Application Scenarios and Deployment Considerations

delta-Mem supports engineering deployment, providing integration interfaces for Hugging Face Transformers and vLLM, and is compatible with mainstream open-source models like Llama, Qwen, and ChatGLM. For production environments, Redis/PostgreSQL storage backends and Prometheus monitoring metric exporters are optional.
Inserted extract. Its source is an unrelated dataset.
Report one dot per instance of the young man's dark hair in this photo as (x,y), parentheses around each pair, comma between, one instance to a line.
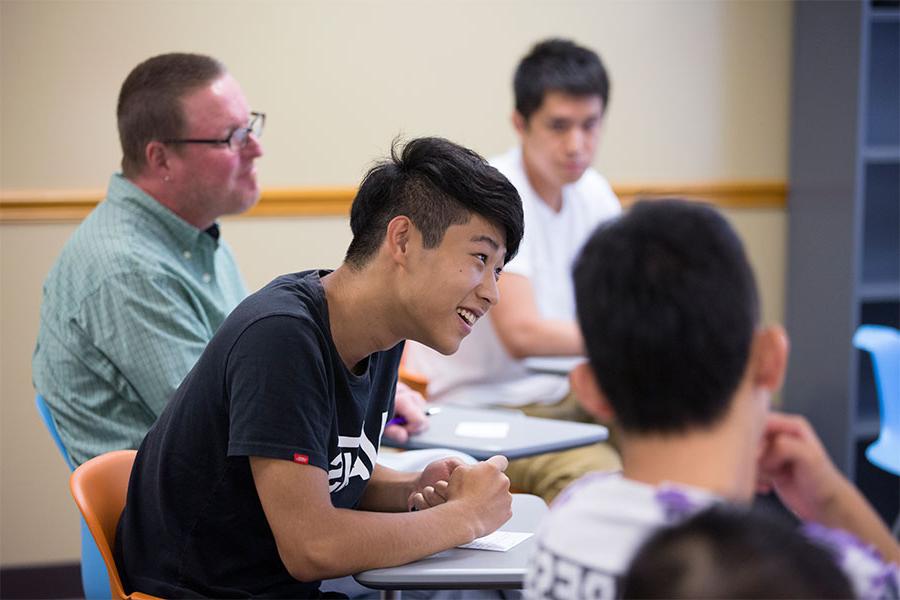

Typical application scenarios include:

  • Intelligent Customer Service: Maintain customer historical work orders and preferences to provide personalized services;
  • Educational Tutoring: Track students' learning progress to adjust teaching strategies;
  • Personal Knowledge Management: Accumulate reading notes and support cross-time associative retrieval;
  • Code Development Assistant: Maintain project context to keep coding consistency.
7

Section 07

Limitations and Future Directions

delta-Mem has limitations: Memory encoder compression loses some semantic details, and the conflict resolution strategy relying on timestamps and access frequency is relatively simple. Future directions include: structured memory representation combined with knowledge graphs, unified memory framework for multi-modal inputs, and lightweight memory compression algorithms for edge devices. The project code and pre-trained checkpoints have been open-sourced on GitHub, and the accompanying paper elaborates on technical details and experimental settings, supporting reproduction and secondary development.